They sounded a lot like teenagers. Excited chatter. Plenty of laughs. An occasional
disagreement.
South Carolina: Conference focuses on
foster care
But within many of their worlds were stories of
estranged siblings, premature motherhood and probation officers.
"I hope they're taking advantage of this. When I was
in foster care, I was real hard-headed," David White said, glancing at
the hundreds in the banquet room at Seawell's restaurant.
White was among the participants at Friday's
Independent Living Conference. The event — put on by the Department of
Social Services — brought together many of the youth in statewide foster
care along with foster parents and case workers. For many of those
youth, it was a time to look forward — for White, a time to look back.
The 19-year-old C.A. Johnson High School graduate
spent 16 years in some form of foster care or another.

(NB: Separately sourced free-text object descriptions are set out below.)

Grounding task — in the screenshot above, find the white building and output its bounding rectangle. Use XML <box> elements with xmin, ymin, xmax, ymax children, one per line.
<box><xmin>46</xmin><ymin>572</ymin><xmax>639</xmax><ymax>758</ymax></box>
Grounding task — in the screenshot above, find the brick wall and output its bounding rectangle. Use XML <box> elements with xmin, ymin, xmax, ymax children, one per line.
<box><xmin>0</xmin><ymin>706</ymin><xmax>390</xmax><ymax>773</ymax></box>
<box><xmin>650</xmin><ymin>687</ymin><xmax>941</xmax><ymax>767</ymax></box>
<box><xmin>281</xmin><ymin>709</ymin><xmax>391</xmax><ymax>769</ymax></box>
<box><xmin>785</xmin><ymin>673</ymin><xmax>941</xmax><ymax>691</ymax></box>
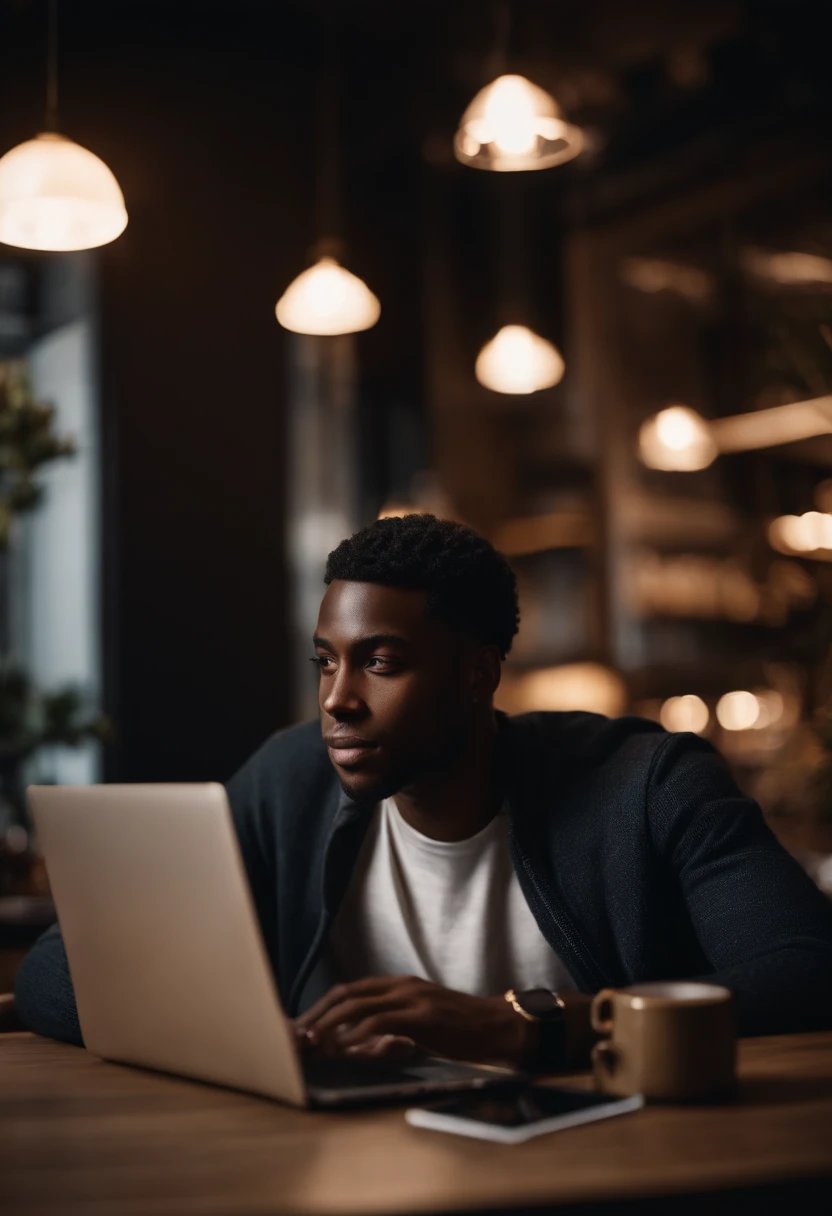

He's now a
bartender at a Charleston country club, but on Friday he joined others
serving up encouragement for those now in foster care once they leave
"the system."
Participants got some well-received words of wisdom
from a very notable former foster child as actress Victoria Rowell
shared some experiences from her 18 years in foster care.
The Columbia Urban League had worked for nearly a year
to bring the soap opera and prime time star to Columbia after Urban
League president, James T. McLawhorn Jr., and some staff members met
Rowell in Los Angeles and learned of her mutual involvement in foster
care.
"I'm not going to sit up here and say it was pleasant
all the time because it wasn't," Rowell told the 400-plus at Friday's
gathering. "But I think a lot of times we think that no one really
cares, but people really do."
Teresa Kizer is one of those people.
The child care provider for Palmetto Place home in
Columbia brought along several of her students to the conference, hoping
to help prepare them for what's ahead. "I hope they will be able to
receive the tools they need once they are out of the system," Kizer
said.
Mary Williams, DSS' director of human resources, says
if past results are any indication, they will. Williams noted that many
of those formerly in the state's foster care system had gone on to
finish college, find meaningful employment and own their own businesses.
"It's just achieving their dreams," she said.